Forum Moderators: martinibuster
To make things worse, I began to often get only 1-3 ads, versus the entire four.
Can anyone tell me why this is happening?
The page is at <snip>
[edited by: Woz at 1:01 am (utc) on Aug. 3, 2003]
[edit reason] No URLs please, see TOS#13 [/edit]
There is a section of a major daily newspaper that gets the same ads I do. They also get the PSAs.
I've been with Adsense for about 7 weeks and I'm also seeing a lot of PSAs since yesterday.
Panic not. I wouldn't be too surprised if things were fairly quiet now until mid-September.
There is a section of a major daily newspaper that gets the same ads I do. They also get the PSAs.
I see PSAs all time in WASHINGTON POST articles. Still, a PSA is better than the ads for signature machines and electronic signature systems that I saw in a POST article on the California gubernatorial recall petition. :-)
If you see a lot of PSAs on your site, that could simply mean that either your site or the specific pages aren't likely to attract targeted AdWords/AdSense ads. And if that's the reason why PSAs are appearing, you need to decide whether it would make more sense to feature other types of ads or affiliate links on those pages. (A page about U.S. imperialism in the Philippines probably wouldn't attract AdSense ads, but it might be able to sell an occasional book on that topic through Amazon.com.)

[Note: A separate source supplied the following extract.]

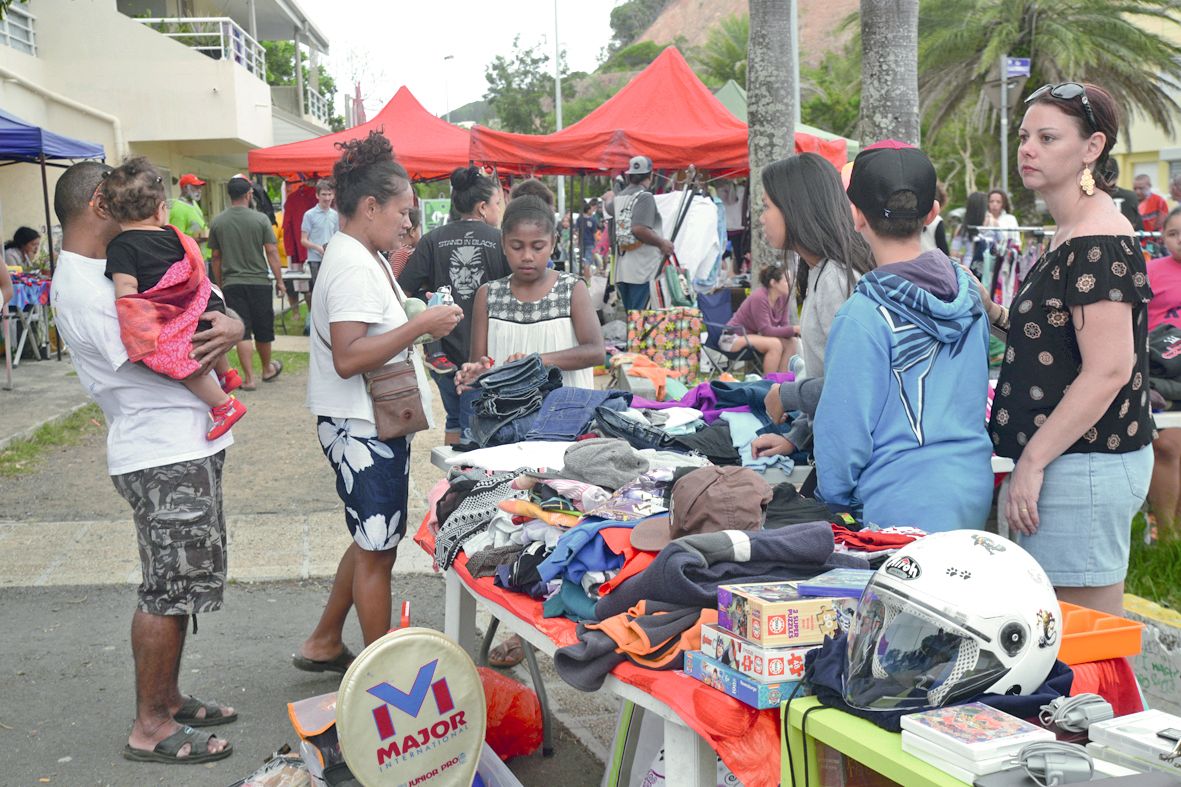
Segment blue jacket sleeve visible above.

In the case of THE WASHINGTON POST, it would make far more sense for the newspaper to include the ad code in the travel section, on food pages, in car reviews, etc. than to slap it on pages that don't attract ads--or, just as important, where readers aren't likely to be in a buying mood. (How many people are looking to buy a widget when they're reading about people getting killed in Iraq?)
AdSense's real strength is in supplying ads for niche topics that attract people who buy related goods and services. Sites that do well with AdSense are likely to be the online equivalent of hobby, craft, trade, and other special-interest magazines--not the online equivalent of THE WASHINGTON POST, NBC, or PEOPLE Magazine. In that respect, AdSense is a lot like affiliate programs: The more targeted the page and the audience are, the more likely it is that readers will click and buy.